The current wave is based on a different argument, which is that the platforms purposefully created addictive features that constitute poor product design, such as infinite scroll, algorithmic recommendation loops, and notification systems designed to draw users back repeatedly, rather than hosting poor content. That argument is independent of any particular user’s post. The platform’s decisions about how to keep users interested for longer than is beneficial to them are decided at engineering meetings and product reviews.
Plaintiffs now have proof that the firms knew about the injury thanks to the internal document angle. The company’s own data scientists were purportedly able to discover detrimental effects of Instagram use on teenage girls’ mental health through Meta’s “Project Myst” research, which was widely mentioned in filings.
However, the research did not result in significant product adjustments.
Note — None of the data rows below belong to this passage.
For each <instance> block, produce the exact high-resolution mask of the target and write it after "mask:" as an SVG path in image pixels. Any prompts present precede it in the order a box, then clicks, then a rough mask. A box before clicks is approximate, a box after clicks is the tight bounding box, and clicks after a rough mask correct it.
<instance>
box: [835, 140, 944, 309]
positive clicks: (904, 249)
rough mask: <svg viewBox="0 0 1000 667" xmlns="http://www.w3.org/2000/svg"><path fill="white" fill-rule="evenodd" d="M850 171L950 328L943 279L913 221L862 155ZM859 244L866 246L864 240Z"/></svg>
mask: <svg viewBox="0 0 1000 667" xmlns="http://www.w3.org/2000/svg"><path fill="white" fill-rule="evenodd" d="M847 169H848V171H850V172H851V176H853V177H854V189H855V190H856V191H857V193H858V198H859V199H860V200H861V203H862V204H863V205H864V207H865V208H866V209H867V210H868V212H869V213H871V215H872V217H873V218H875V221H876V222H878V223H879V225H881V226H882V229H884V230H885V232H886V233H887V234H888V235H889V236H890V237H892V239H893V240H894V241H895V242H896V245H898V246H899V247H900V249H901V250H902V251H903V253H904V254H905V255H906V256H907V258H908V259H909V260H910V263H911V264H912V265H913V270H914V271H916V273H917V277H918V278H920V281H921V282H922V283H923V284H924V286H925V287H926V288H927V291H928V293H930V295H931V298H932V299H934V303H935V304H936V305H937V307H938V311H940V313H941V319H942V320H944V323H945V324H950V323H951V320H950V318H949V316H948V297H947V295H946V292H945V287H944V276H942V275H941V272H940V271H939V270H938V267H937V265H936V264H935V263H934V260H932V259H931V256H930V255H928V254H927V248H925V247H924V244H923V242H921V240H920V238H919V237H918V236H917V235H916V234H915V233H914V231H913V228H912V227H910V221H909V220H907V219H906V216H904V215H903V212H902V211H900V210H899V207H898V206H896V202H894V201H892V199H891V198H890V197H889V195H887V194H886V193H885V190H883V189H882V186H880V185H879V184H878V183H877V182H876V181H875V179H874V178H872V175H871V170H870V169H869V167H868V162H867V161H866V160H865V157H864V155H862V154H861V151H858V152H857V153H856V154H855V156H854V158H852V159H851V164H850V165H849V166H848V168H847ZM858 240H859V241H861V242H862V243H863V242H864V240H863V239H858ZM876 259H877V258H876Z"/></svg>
The legal and moral stance changes when an organization’s internal studies reveal an issue and the business moves forward without significantly resolving it. It becomes more difficult to claim that the harm was unexpected. Meta is appealing the March ruling on several grounds, including Section 230, which is more difficult but not impossible.
A distinct aspect of the litigation is represented by school districts. Hundreds of them have joined the federal MDL, claiming that social media platforms have caused a mental health crisis that is evident in school counselors’ offices on a daily basis, as evidenced by the rise in demand for specialized services and the shift of funds from academic programming to crisis response.

Breathitt County is one of the lead cases in a federal bellwether trial for school district claims scheduled for June 2026. The financial liability for Meta and others goes far beyond individual personal harm claims if school districts can prove that platforms owe them damages for the institutional costs of handling a teenage mental health crisis that the platforms contributed to.
It’s difficult to ignore the fact that Snap and TikTok reached a settlement prior to trial, which is what businesses usually do when the danger of a jury verdict outweighs the expense of settlement. Google and Meta decided to go to trial in Los Angeles.
The first one was lost. The date of the second big trial has already been set. As this builds up in courtrooms in 2026, there’s a feeling that something has changed in the way these businesses are being held responsible. It’s not permanent or definitive, but it’s moving in a direction that appeals will likely improve but not completely undo.